Liu and Bitmead consider network observability in non-linear stochastic networks, defining observability in information theoretic terms by comparing the entropy of the state with the conditional entropy of the state given the measurement (Liu & Bitmead, 2011). Although stochastic systems are not considered in this paper, similar ideas of linking observability to entropy are applied here (although it is entropy of the state map that is considered in this work rather than a condition related to the mutual information between state and measurement signal).

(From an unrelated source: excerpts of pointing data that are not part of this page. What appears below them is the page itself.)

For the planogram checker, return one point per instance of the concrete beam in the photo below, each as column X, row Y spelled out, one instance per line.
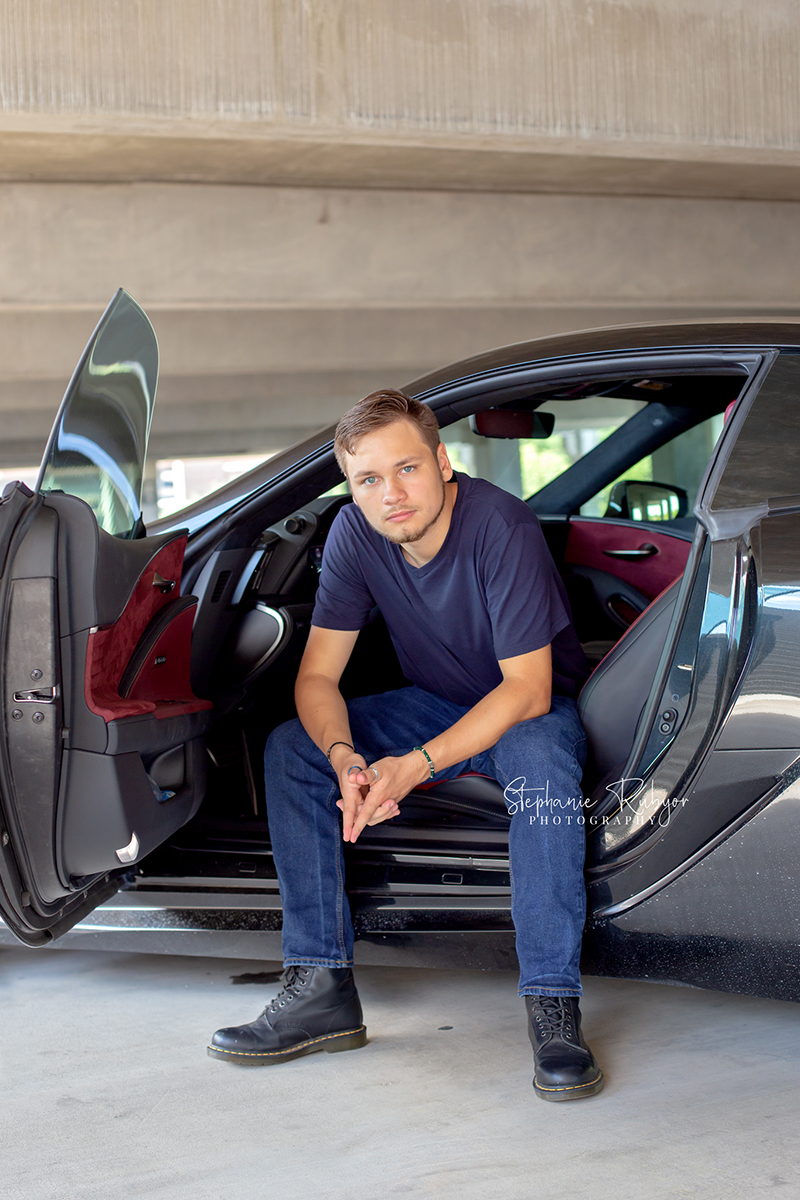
column 689, row 97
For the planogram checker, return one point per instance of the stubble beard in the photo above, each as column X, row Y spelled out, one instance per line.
column 405, row 538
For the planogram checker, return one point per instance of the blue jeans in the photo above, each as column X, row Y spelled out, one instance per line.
column 539, row 765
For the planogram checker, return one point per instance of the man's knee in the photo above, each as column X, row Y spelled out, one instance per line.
column 286, row 741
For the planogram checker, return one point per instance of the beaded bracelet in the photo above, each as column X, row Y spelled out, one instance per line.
column 422, row 750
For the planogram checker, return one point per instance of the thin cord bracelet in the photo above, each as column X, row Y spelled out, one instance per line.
column 422, row 750
column 328, row 753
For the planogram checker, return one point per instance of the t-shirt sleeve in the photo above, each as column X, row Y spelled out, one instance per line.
column 343, row 600
column 522, row 592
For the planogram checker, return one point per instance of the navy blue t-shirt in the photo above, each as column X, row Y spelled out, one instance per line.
column 492, row 592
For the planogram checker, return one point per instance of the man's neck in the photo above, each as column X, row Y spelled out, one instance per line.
column 419, row 553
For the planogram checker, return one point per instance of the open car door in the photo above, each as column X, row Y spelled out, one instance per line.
column 102, row 753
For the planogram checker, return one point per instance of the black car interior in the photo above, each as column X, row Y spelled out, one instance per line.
column 254, row 611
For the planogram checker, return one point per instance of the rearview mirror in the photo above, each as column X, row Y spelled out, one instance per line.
column 635, row 499
column 512, row 423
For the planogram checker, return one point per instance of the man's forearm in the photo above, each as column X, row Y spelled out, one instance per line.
column 322, row 711
column 486, row 723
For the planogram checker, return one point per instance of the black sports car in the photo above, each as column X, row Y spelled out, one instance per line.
column 144, row 669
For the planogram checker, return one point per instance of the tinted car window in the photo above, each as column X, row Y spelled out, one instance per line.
column 765, row 460
column 523, row 466
column 679, row 463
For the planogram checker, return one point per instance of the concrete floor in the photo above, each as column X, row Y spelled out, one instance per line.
column 108, row 1091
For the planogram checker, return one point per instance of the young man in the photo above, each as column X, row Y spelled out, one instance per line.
column 480, row 621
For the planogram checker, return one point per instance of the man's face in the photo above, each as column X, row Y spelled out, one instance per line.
column 397, row 483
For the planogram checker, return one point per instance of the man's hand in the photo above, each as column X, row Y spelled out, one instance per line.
column 366, row 799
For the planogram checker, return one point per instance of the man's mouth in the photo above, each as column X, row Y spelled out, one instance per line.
column 400, row 516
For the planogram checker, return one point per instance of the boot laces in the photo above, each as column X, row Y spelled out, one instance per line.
column 293, row 978
column 554, row 1015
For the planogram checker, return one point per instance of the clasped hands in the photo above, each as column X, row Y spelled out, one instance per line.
column 373, row 793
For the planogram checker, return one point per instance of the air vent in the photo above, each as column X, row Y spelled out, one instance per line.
column 220, row 586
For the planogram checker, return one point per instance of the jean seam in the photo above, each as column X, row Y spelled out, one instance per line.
column 340, row 888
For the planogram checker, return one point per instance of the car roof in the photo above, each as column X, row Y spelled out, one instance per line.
column 751, row 333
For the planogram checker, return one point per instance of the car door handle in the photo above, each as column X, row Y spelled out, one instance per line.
column 164, row 586
column 644, row 551
column 41, row 696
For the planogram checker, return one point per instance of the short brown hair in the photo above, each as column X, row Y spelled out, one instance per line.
column 377, row 411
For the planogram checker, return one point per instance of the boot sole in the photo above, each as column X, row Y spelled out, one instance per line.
column 575, row 1092
column 332, row 1043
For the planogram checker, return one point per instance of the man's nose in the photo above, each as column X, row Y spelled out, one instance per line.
column 394, row 491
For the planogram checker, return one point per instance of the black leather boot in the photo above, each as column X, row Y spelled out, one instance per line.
column 564, row 1066
column 318, row 1008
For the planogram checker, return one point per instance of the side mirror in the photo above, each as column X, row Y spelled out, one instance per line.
column 512, row 423
column 635, row 499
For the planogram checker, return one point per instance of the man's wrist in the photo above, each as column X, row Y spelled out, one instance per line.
column 420, row 767
column 343, row 757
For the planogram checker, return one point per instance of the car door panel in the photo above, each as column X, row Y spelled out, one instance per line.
column 103, row 753
column 639, row 555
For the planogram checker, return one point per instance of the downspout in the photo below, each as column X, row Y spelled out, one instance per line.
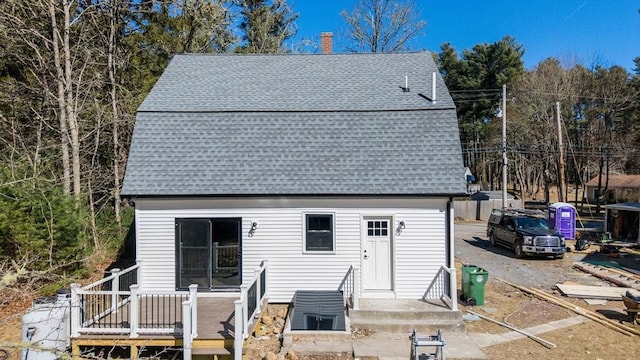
column 451, row 264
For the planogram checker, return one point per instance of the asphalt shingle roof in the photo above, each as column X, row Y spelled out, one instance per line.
column 277, row 125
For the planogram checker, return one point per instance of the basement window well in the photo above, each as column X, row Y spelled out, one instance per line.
column 318, row 310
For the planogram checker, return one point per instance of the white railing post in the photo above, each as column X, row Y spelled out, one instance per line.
column 256, row 273
column 186, row 330
column 134, row 320
column 245, row 311
column 115, row 287
column 452, row 289
column 193, row 297
column 356, row 287
column 265, row 264
column 139, row 270
column 238, row 337
column 76, row 311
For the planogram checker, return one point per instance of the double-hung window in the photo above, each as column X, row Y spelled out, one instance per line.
column 319, row 233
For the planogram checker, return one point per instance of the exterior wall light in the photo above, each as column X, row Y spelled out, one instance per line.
column 254, row 226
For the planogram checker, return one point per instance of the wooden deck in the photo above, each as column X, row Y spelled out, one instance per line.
column 216, row 322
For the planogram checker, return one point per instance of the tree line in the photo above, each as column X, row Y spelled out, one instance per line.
column 73, row 72
column 599, row 112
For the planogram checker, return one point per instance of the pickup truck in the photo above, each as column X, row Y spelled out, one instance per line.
column 526, row 232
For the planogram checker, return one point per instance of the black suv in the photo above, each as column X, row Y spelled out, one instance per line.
column 526, row 232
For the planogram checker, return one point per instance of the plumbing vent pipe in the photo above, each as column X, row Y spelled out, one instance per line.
column 433, row 87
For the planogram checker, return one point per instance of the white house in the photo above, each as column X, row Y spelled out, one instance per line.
column 317, row 163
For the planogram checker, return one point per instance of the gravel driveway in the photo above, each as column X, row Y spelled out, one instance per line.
column 473, row 247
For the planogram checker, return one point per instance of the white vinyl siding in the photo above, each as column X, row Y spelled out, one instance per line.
column 419, row 250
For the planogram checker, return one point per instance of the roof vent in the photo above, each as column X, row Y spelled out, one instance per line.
column 433, row 87
column 405, row 88
column 318, row 310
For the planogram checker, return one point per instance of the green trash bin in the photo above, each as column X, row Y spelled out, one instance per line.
column 477, row 281
column 467, row 269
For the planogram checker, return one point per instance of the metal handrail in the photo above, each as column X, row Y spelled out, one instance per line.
column 245, row 313
column 443, row 287
column 349, row 286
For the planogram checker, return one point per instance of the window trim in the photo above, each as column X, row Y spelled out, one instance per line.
column 305, row 215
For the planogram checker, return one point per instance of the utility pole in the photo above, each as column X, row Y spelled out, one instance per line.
column 561, row 180
column 504, row 146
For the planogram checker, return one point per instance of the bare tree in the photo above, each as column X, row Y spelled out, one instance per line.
column 382, row 25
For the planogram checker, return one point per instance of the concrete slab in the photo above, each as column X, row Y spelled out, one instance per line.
column 389, row 346
column 485, row 340
column 322, row 347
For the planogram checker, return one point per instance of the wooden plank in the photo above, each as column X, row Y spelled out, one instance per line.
column 599, row 318
column 592, row 292
column 611, row 276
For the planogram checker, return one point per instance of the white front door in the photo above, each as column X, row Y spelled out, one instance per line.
column 376, row 255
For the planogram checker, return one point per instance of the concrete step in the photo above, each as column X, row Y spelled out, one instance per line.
column 407, row 326
column 401, row 315
column 211, row 351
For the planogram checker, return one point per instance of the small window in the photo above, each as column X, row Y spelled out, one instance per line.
column 319, row 322
column 319, row 234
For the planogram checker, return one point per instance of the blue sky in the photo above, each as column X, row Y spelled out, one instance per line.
column 589, row 32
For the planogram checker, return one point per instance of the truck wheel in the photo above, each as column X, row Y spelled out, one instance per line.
column 517, row 249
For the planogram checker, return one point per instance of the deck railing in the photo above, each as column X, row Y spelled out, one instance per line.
column 443, row 287
column 116, row 305
column 350, row 287
column 248, row 307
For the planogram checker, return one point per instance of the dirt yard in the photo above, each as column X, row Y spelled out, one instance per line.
column 589, row 340
column 503, row 303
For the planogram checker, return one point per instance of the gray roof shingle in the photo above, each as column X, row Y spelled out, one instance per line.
column 273, row 125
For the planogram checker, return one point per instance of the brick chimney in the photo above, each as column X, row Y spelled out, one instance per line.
column 327, row 42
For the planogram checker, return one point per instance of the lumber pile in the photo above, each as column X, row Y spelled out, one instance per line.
column 599, row 318
column 593, row 292
column 619, row 277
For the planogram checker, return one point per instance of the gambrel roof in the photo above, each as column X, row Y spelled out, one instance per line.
column 338, row 124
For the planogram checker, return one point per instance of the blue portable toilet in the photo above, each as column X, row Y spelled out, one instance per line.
column 562, row 217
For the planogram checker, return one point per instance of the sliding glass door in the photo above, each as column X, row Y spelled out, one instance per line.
column 208, row 253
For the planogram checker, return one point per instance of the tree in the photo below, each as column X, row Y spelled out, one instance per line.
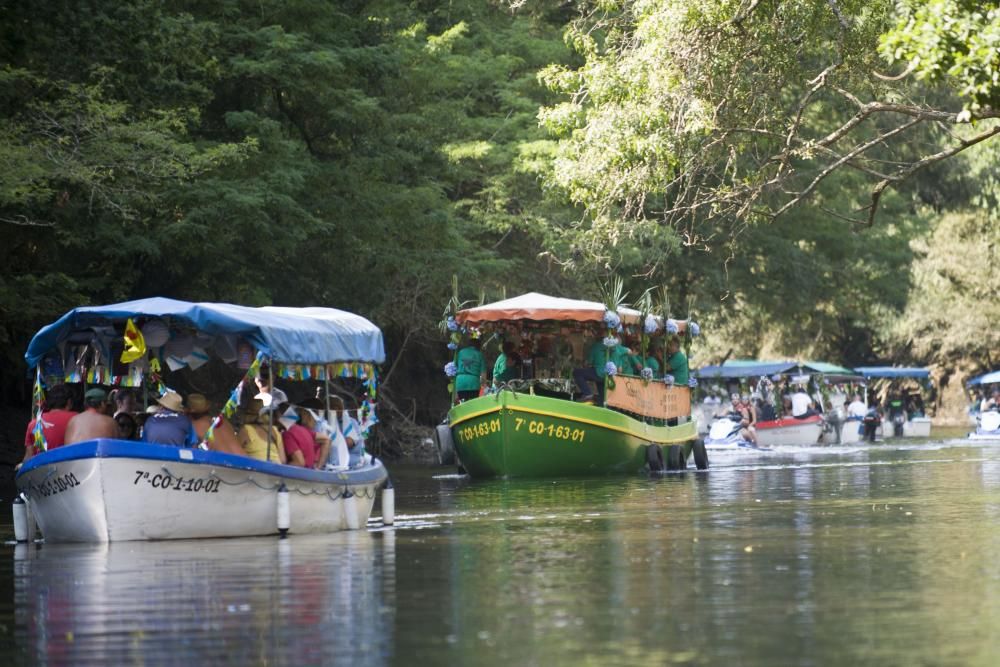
column 710, row 116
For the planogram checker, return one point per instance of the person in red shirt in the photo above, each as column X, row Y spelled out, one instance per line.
column 300, row 444
column 58, row 411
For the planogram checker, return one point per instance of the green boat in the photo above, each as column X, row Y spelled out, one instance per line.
column 511, row 434
column 532, row 427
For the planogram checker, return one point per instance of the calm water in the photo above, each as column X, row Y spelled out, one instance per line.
column 887, row 555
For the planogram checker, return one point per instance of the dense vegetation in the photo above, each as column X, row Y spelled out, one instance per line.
column 812, row 177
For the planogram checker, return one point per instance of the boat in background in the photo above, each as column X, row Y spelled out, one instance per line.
column 787, row 431
column 901, row 423
column 112, row 490
column 988, row 427
column 987, row 422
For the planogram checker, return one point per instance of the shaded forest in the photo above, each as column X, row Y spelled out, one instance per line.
column 812, row 178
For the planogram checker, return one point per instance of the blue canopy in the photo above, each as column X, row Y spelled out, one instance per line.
column 289, row 335
column 743, row 368
column 893, row 372
column 990, row 378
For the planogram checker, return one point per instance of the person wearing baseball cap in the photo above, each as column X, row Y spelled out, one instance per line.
column 170, row 425
column 94, row 421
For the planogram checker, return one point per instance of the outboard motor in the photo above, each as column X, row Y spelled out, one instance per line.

In both cases, however, positive entropy effectively allows for a reduction of state uncertainty with an increasing sequence of measurements. As articulated by Liu and Bitmead, the power in an entropy definition of observability is that it can apply to both linear and non-linear systems.

The Takens–Aeyels embedding theorem (Aeyels, 1981, Takens, 1981) states that observability is a generic property in non-linear (autonomous) systems. Moreover, a state may be reconstructed from the measurement vectors for sufficiently large measurement time series. This state can then be used to infer dynamics. This remarkable theorem of delay reconstruction provides an elegant and resourceful tool, but, it is limited to autonomous, stationary, noise-free systems (Kantz & Schreiber, 2004, Chapter 3). Despite such limitations, delay reconstruction is widely applied to real-world systems, for example to the brain (Iasemidis et al., 1990, Lehnertz and Elger, 1998, Le Van Quyen et al., 2001) where dynamics are certainly not noise-free or indeed autonomous and can only be considered quasi-stationary on short time scales ($\sim 10s$) (Niedermeyer & Lopes Da Silva, 2005). How realistic is the Takens–Aeyels embedding theorem here, particularly in light of such a large-scale system as the brain?

In this paper the question of what one can observe from an EEG record is reduced to the generalised question of how quantisation of an output, from a large-scale system, effects the observability. This effect of quantisation has implications beyond the reconstruction of brain dynamics for the observability of any practical system.

A “synthetic” brain-like situation is presented in Section  2, fully under our control, within which the limits of a brain-like EEG recording can be investigated. While Section  3 demonstrates that we have a theoretically observable system, practical considerations reveal a severe lack of observability using arguments from (i) information-theoretic ideas of entropy in measure preserving maps in Section  4.1, (ii) linear deterministic observability in Section  4.2 and (iii) linear stochastic Kalman filtering in Section  4.3. The implications for prediction and tracking of brain dynamics are discussed in Section  5 followed by concluding comments in Section  6.